PatchSiren cyber security CVE debrief
CVE-2026-58471 gnuwget CVE debrief
CVE-2026-58471 is a heap buffer overflow vulnerability in GNU Wget through 1.25.0. The vulnerability exists in the convert_fname() function within src/url.c and allows remote attackers to trigger memory corruption through a server-supplied filename requiring character set conversion. When the output buffer is too small during iconv E2BIG reallocation, the reallocation logic miscalculates the remaining space, leading to a heap buffer overflow that can be exploited via a maliciously crafted server response. This vulnerability has a CVSS score of 6 and a severity of MEDIUM.
- Vendor
- gnuwget
- Product
- wget
- CVSS
- MEDIUM 6
- CISA KEV
- Not listed in stored evidence
- Original CVE published
- 2026-07-07
- Original CVE updated
- 2026-07-07
- Advisory published
- 2026-07-07
- Advisory updated
- 2026-07-07
Who should care
Users of GNU Wget versions through 1.25.0 should be aware of this vulnerability and take steps to mitigate it. This includes updating to a version of GNU Wget that includes the fix, such as version 1.25.1 or later. Operators, platform administrators, vulnerability management teams, and security teams should review the official advisory and CVE record to validate affected scope, severity, and vendor guidance.
Technical summary
The vulnerability exists in the convert_fname() function within src/url.c of GNU Wget through 1.25.0. A heap buffer overflow occurs when the output buffer is too small during iconv E2BIG reallocation. The reallocation logic miscalculates the remaining space, allowing remote attackers to trigger memory corruption through a server-supplied filename requiring character set conversion. This can be exploited via a maliciously crafted server response. Users of GNU Wget versions through 1.25.0 should be aware of this vulnerability and take steps to mitigate it.
Defensive priority
Medium
Recommended defensive actions
- Update GNU Wget to version 1.25.1 or later
- Restrict access to GNU Wget to trusted users and networks
- Monitor GNU Wget logs for suspicious activity
- Implement additional security controls, such as input validation and error handling
- Review compensating controls for exposed systems while remediation is scheduled and verified
- Check relevant monitoring, detection, and logs for exposed assets that need extra review
- Track exceptions, retest remediated assets, and close the item only after evidence is documented
Evidence notes
The CVE record was published on 2026-07-07T21:17:28.710Z and has not been modified since then.
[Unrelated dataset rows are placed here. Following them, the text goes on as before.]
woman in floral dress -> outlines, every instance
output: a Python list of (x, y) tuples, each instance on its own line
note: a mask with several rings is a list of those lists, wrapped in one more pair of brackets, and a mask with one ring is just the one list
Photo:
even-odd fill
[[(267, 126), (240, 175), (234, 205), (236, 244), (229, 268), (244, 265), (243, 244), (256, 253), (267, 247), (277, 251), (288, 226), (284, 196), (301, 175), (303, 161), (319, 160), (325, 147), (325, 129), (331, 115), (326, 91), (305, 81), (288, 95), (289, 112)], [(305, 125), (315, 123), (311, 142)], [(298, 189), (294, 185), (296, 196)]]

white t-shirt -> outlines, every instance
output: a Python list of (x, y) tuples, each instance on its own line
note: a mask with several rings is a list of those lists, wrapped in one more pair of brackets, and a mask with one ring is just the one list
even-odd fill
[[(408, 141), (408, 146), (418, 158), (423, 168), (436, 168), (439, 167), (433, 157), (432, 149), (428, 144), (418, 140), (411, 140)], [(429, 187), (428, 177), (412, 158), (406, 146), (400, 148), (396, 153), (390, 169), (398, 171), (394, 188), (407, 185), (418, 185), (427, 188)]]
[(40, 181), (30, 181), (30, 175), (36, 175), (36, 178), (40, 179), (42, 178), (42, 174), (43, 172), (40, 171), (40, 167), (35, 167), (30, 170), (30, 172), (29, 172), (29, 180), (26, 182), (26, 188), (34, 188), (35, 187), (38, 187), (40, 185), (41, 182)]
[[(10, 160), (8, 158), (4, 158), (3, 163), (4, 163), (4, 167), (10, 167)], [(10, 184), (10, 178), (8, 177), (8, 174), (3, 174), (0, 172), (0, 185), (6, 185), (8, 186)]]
The NVD entry is currently Received. There is limited evidence available to confirm affected scope and severity. Defenders should verify the official CVE record and NVD entry for the most up-to-date information. The vulnerability exists in GNU Wget through 1.25.0, specifically in the convert_fname() function within src/url.c. The vulnerability allows remote attackers to trigger memory corruption through a server-supplied filename requiring character set conversion. When the output buffer is too small during iconv E2BIG reallocation, the reallocation logic miscalculates the remaining space, leading to a heap buffer overflow that can be exploited via a maliciously crafted server response.
Official resources
AI-assisted PatchSiren debrief based on the supplied source corpus. The CVE record was published on 2026-07-07T21:17:28.710Z and has not been modified since then.